Adhesion of leukocytes to the wall of the retinal vessels was evaluated as described previously, with slight modification.²After the induction of deep anesthesia, the chest cavity was carefully opened, and a 20-gauge perfusion cannula was introduced into the aorta. Drainage was achieved by opening the right atrium. The animals were then perfused with 10 mL of phosphate-buffered saline (PBS) to wash out nonadherent blood cells. Next, the animals were perfused with 10 mL fluorescent isothiocyanate (FITC)–labeled concanavalin A (Con A) lectin (40 μg/mL in PBS, pH 7.4; Vector Laboratories, Burlingame, CA) to label the adherent leukocytes and vascular endothelial cells. Residual unbound Con A was removed by perfusion with PBS. The eyeballs were removed and fixed with 4% paraformaldehyde. The retinas were then observed by fluorescence microscopy, and the total number of adherent leukocytes per retina was determined. CD45 immunohistochemistry was performed with a specific anti-CD45 antibody (BD-PharMingen, San Diego, CA) to confirm that Con A-stained cells within the vasculature were leukocytes.

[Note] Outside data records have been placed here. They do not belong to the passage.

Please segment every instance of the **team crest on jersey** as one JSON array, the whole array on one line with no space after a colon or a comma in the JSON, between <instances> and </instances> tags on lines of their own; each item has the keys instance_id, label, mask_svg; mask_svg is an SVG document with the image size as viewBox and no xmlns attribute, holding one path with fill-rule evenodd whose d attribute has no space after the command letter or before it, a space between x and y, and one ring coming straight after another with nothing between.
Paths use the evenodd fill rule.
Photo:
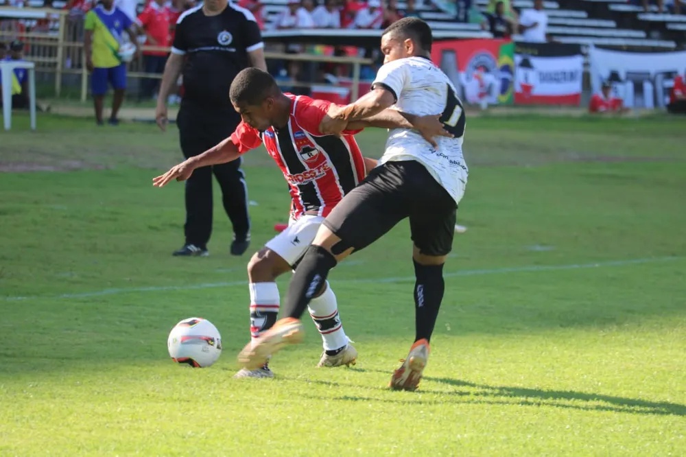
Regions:
<instances>
[{"instance_id":1,"label":"team crest on jersey","mask_svg":"<svg viewBox=\"0 0 686 457\"><path fill-rule=\"evenodd\" d=\"M317 161L319 151L316 148L308 145L304 145L298 150L298 154L300 158L307 163L311 163Z\"/></svg>"},{"instance_id":2,"label":"team crest on jersey","mask_svg":"<svg viewBox=\"0 0 686 457\"><path fill-rule=\"evenodd\" d=\"M217 36L217 41L222 46L228 46L233 41L233 36L226 30L222 30Z\"/></svg>"}]
</instances>

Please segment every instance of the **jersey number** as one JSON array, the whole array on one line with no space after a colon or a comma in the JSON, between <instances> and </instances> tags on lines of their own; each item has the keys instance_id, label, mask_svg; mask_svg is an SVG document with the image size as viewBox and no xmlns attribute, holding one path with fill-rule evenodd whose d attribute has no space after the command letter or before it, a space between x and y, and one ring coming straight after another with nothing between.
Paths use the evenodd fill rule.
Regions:
<instances>
[{"instance_id":1,"label":"jersey number","mask_svg":"<svg viewBox=\"0 0 686 457\"><path fill-rule=\"evenodd\" d=\"M448 93L445 99L445 110L441 115L440 120L445 126L445 130L456 138L460 138L464 134L464 116L462 104L455 95L453 88L448 86Z\"/></svg>"}]
</instances>

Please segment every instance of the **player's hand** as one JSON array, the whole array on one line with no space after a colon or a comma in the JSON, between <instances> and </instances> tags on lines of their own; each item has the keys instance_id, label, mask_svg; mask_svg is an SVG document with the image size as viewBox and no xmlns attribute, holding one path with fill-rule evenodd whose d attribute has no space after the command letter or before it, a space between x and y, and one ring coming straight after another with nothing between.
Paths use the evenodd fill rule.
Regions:
<instances>
[{"instance_id":1,"label":"player's hand","mask_svg":"<svg viewBox=\"0 0 686 457\"><path fill-rule=\"evenodd\" d=\"M414 128L434 148L438 148L436 142L436 137L452 138L453 135L445 130L443 123L439 121L440 115L416 117L412 119Z\"/></svg>"},{"instance_id":2,"label":"player's hand","mask_svg":"<svg viewBox=\"0 0 686 457\"><path fill-rule=\"evenodd\" d=\"M348 121L340 115L343 109L331 105L319 124L319 131L325 135L340 137L348 126Z\"/></svg>"},{"instance_id":3,"label":"player's hand","mask_svg":"<svg viewBox=\"0 0 686 457\"><path fill-rule=\"evenodd\" d=\"M188 163L182 162L172 167L169 171L164 174L153 178L152 185L156 187L161 187L175 178L177 181L185 181L193 174L193 167Z\"/></svg>"},{"instance_id":4,"label":"player's hand","mask_svg":"<svg viewBox=\"0 0 686 457\"><path fill-rule=\"evenodd\" d=\"M163 132L167 130L169 119L167 119L167 104L163 101L157 102L157 108L155 110L155 122L157 123L157 126L160 128L161 130Z\"/></svg>"}]
</instances>

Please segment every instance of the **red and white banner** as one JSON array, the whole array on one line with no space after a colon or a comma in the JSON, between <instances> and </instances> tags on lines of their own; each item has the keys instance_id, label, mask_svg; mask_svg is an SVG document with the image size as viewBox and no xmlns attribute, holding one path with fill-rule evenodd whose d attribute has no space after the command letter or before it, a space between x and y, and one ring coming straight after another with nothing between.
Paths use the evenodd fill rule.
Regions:
<instances>
[{"instance_id":1,"label":"red and white banner","mask_svg":"<svg viewBox=\"0 0 686 457\"><path fill-rule=\"evenodd\" d=\"M517 43L515 104L581 103L584 59L576 45Z\"/></svg>"}]
</instances>

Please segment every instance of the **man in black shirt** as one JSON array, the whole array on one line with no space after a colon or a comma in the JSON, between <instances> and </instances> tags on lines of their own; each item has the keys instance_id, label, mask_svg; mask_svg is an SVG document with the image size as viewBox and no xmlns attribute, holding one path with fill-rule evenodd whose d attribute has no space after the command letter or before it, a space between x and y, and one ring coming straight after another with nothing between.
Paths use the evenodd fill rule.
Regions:
<instances>
[{"instance_id":1,"label":"man in black shirt","mask_svg":"<svg viewBox=\"0 0 686 457\"><path fill-rule=\"evenodd\" d=\"M255 16L227 0L205 0L185 12L176 23L172 54L157 99L156 119L164 130L167 96L183 75L184 94L176 119L181 150L196 156L230 136L241 121L228 91L238 73L255 67L266 71L264 44ZM250 244L248 189L241 161L204 167L186 181L186 241L174 255L209 254L212 231L212 174L222 188L224 207L233 225L231 254Z\"/></svg>"}]
</instances>

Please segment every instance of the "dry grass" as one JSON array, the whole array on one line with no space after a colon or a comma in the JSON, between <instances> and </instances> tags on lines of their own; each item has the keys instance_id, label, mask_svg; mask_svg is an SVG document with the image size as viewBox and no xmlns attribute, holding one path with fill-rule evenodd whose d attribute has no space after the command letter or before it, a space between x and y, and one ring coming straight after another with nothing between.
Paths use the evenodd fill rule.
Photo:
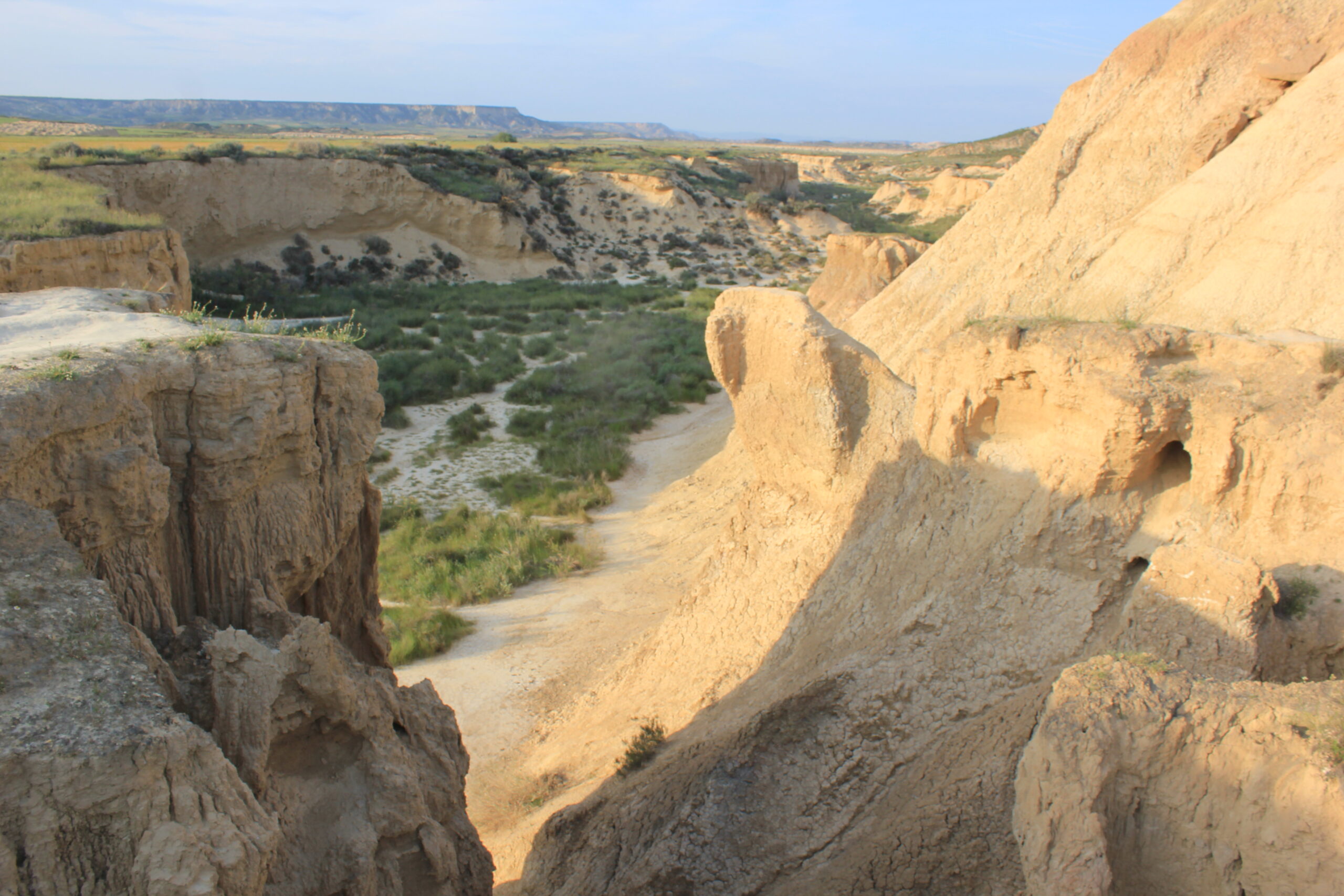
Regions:
<instances>
[{"instance_id":1,"label":"dry grass","mask_svg":"<svg viewBox=\"0 0 1344 896\"><path fill-rule=\"evenodd\" d=\"M0 239L47 239L161 227L159 216L108 208L103 191L24 160L0 161Z\"/></svg>"}]
</instances>

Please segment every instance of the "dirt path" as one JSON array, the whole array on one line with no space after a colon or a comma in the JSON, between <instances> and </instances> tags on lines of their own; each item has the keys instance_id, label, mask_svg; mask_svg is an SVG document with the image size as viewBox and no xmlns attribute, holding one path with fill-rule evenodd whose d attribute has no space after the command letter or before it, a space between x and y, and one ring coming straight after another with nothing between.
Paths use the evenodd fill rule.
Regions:
<instances>
[{"instance_id":1,"label":"dirt path","mask_svg":"<svg viewBox=\"0 0 1344 896\"><path fill-rule=\"evenodd\" d=\"M665 416L634 437L634 463L613 484L614 502L594 514L582 537L606 559L593 572L519 588L512 598L461 615L476 631L448 654L396 670L403 685L429 678L453 707L472 756L466 782L472 821L496 856L496 880L516 876L527 830L519 819L562 782L532 780L520 759L534 729L657 622L679 596L648 567L659 536L638 512L669 484L716 454L732 426L727 395ZM526 826L524 826L526 827Z\"/></svg>"}]
</instances>

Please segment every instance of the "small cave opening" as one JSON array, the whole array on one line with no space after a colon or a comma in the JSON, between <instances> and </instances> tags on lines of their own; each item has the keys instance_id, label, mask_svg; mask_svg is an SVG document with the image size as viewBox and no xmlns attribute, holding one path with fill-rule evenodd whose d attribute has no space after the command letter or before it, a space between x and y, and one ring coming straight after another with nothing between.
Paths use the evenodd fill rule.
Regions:
<instances>
[{"instance_id":1,"label":"small cave opening","mask_svg":"<svg viewBox=\"0 0 1344 896\"><path fill-rule=\"evenodd\" d=\"M1148 557L1132 557L1125 564L1125 584L1134 584L1148 568Z\"/></svg>"},{"instance_id":2,"label":"small cave opening","mask_svg":"<svg viewBox=\"0 0 1344 896\"><path fill-rule=\"evenodd\" d=\"M1173 441L1163 446L1157 453L1157 469L1153 472L1153 482L1159 492L1173 489L1177 485L1189 482L1195 472L1195 461L1185 450L1185 443Z\"/></svg>"}]
</instances>

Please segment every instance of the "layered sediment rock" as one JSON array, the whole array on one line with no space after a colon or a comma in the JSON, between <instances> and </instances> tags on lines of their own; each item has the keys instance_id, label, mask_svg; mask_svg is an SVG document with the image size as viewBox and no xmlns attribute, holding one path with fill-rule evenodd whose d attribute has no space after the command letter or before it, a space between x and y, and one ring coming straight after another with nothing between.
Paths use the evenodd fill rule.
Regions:
<instances>
[{"instance_id":1,"label":"layered sediment rock","mask_svg":"<svg viewBox=\"0 0 1344 896\"><path fill-rule=\"evenodd\" d=\"M55 286L169 293L173 310L191 308L187 253L172 230L0 244L0 293Z\"/></svg>"},{"instance_id":2,"label":"layered sediment rock","mask_svg":"<svg viewBox=\"0 0 1344 896\"><path fill-rule=\"evenodd\" d=\"M798 163L786 159L735 159L732 165L751 179L751 189L762 193L798 196Z\"/></svg>"},{"instance_id":3,"label":"layered sediment rock","mask_svg":"<svg viewBox=\"0 0 1344 896\"><path fill-rule=\"evenodd\" d=\"M1163 544L1309 570L1322 598L1281 625L1344 630L1318 344L1005 322L929 352L915 392L788 293L730 290L708 334L749 485L573 721L676 733L546 823L524 892L1016 892L1020 752L1058 670L1133 635ZM1227 662L1243 615L1206 619Z\"/></svg>"},{"instance_id":4,"label":"layered sediment rock","mask_svg":"<svg viewBox=\"0 0 1344 896\"><path fill-rule=\"evenodd\" d=\"M926 191L923 195L915 192L911 184L888 180L868 201L875 206L891 206L894 215L910 215L911 220L931 222L966 214L993 184L977 177L964 177L954 168L948 168L922 187Z\"/></svg>"},{"instance_id":5,"label":"layered sediment rock","mask_svg":"<svg viewBox=\"0 0 1344 896\"><path fill-rule=\"evenodd\" d=\"M383 662L380 412L372 360L340 344L124 348L87 380L0 391L0 497L51 509L146 634L247 627L266 598Z\"/></svg>"},{"instance_id":6,"label":"layered sediment rock","mask_svg":"<svg viewBox=\"0 0 1344 896\"><path fill-rule=\"evenodd\" d=\"M808 289L808 301L840 325L910 267L929 243L888 234L832 234L827 266Z\"/></svg>"},{"instance_id":7,"label":"layered sediment rock","mask_svg":"<svg viewBox=\"0 0 1344 896\"><path fill-rule=\"evenodd\" d=\"M559 263L534 247L521 219L499 206L437 192L403 168L370 161L215 159L208 165L156 161L66 173L106 188L122 208L161 215L200 266L271 258L296 232L351 244L388 234L407 258L438 242L485 279L539 277Z\"/></svg>"},{"instance_id":8,"label":"layered sediment rock","mask_svg":"<svg viewBox=\"0 0 1344 896\"><path fill-rule=\"evenodd\" d=\"M993 314L1344 337L1340 47L1329 0L1185 0L1071 86L1023 160L851 332L902 376ZM1298 56L1320 62L1292 85L1261 73Z\"/></svg>"},{"instance_id":9,"label":"layered sediment rock","mask_svg":"<svg viewBox=\"0 0 1344 896\"><path fill-rule=\"evenodd\" d=\"M386 668L372 361L66 292L0 297L102 336L3 355L0 884L489 893L453 712Z\"/></svg>"},{"instance_id":10,"label":"layered sediment rock","mask_svg":"<svg viewBox=\"0 0 1344 896\"><path fill-rule=\"evenodd\" d=\"M1337 682L1207 681L1142 656L1068 669L1017 774L1028 891L1335 893L1341 708Z\"/></svg>"},{"instance_id":11,"label":"layered sediment rock","mask_svg":"<svg viewBox=\"0 0 1344 896\"><path fill-rule=\"evenodd\" d=\"M0 892L261 893L280 827L48 512L0 500Z\"/></svg>"}]
</instances>

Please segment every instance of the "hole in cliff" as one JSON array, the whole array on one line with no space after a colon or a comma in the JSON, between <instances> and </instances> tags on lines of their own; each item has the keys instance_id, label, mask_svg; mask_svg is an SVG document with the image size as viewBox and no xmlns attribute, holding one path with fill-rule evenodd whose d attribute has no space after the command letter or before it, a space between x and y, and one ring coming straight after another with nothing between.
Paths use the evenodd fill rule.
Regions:
<instances>
[{"instance_id":1,"label":"hole in cliff","mask_svg":"<svg viewBox=\"0 0 1344 896\"><path fill-rule=\"evenodd\" d=\"M266 770L278 775L332 778L355 764L363 747L364 739L344 721L332 724L319 717L278 737L270 747Z\"/></svg>"},{"instance_id":2,"label":"hole in cliff","mask_svg":"<svg viewBox=\"0 0 1344 896\"><path fill-rule=\"evenodd\" d=\"M1134 584L1148 568L1148 557L1133 557L1125 564L1125 584Z\"/></svg>"},{"instance_id":3,"label":"hole in cliff","mask_svg":"<svg viewBox=\"0 0 1344 896\"><path fill-rule=\"evenodd\" d=\"M1157 490L1165 492L1189 482L1193 470L1195 462L1191 459L1189 451L1185 450L1185 443L1168 442L1157 453L1157 470L1153 473Z\"/></svg>"}]
</instances>

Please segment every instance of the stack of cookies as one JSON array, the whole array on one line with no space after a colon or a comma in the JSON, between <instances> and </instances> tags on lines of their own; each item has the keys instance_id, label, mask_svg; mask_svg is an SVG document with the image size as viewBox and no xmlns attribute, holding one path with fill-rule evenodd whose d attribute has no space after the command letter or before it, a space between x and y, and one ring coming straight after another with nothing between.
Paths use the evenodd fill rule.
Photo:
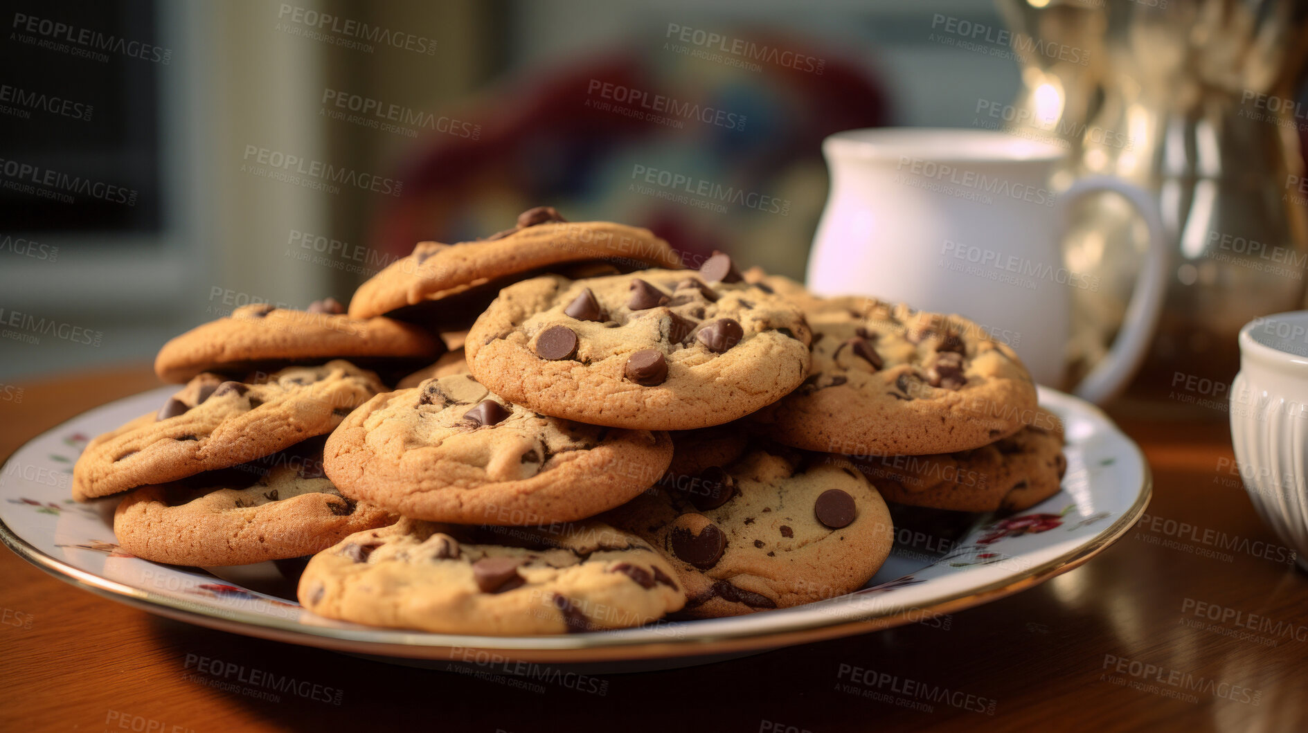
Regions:
<instances>
[{"instance_id":1,"label":"stack of cookies","mask_svg":"<svg viewBox=\"0 0 1308 733\"><path fill-rule=\"evenodd\" d=\"M416 367L421 366L421 368ZM887 500L965 512L1058 491L1057 418L974 324L819 298L644 229L551 208L424 242L348 311L247 306L170 341L184 383L95 438L124 551L311 558L357 623L559 634L795 606L863 585Z\"/></svg>"}]
</instances>

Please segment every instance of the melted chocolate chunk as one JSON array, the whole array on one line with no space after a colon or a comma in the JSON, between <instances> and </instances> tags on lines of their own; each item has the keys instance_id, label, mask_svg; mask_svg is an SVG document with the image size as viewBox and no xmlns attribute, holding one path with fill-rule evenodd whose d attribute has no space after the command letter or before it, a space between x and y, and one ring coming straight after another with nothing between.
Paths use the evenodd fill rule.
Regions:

Analysis of BRB Permeability

Retinal vascular permeability was measured as described previously.²¹Both diabetic and control mice received external jugular vein injections of 10 mg/kg bovine serum albumin (BSA)–Alexa-Fluor 488 conjugate (Invitrogen-Molecular Probes, Eugene, OR). After 30 minutes, the eyes were removed, embedded in optimal cutting temperature (OCT) embedding medium, and snap frozen in liquid nitrogen, and 12-μm-thick sections were prepared. Images (three per section) were collected at 60-μm intervals from 10 sections of each retina. Tracer extravasation was measured by morphometric analysis of fluorescein levels in nonvascular areas in the retinal images. Plasma was assayed for BSA-fluorescein concentration using a spectrofluorometer (model 4000; CytoFluor, Foster City, CA). Fluorescein intensity in the retinal sections was normalized according to the concentration of the tracer in the plasma of the same animal.

Western Blot Analysis

For analysis of ICAM-1 pooled retinas were homogenized in a modified RIPA buffer (20 mM Tris-HCl [pH 7.4], 2.5 mM EDTA, 50 mM NaF, 10 mM Na₄P₂O₇, 1% Triton X-100, 0.1% sodium dodecyl sulfate, 1% sodium deoxycholate, and 1 mM phenyl methyl sulfonyl fluoride), and 50-μg protein samples were separated by 10% sodium dodecyl sulfate-polyacrylamide gel electrophoresis, transferred to nitrocellulose membrane, and reacted with anti-ICAM-1 (1:200 rabbit anti-human antibody; Santa Cruz Biotechnology, Santa Cruz, CA) followed by horseradish peroxidase–linked secondary antibody and enhanced chemiluminescence (GE Healthcare, San Francisco, CA). Membranes were stripped and reprobed for β-actin to demonstrate equal loading, and the results were analyzed using densitometry.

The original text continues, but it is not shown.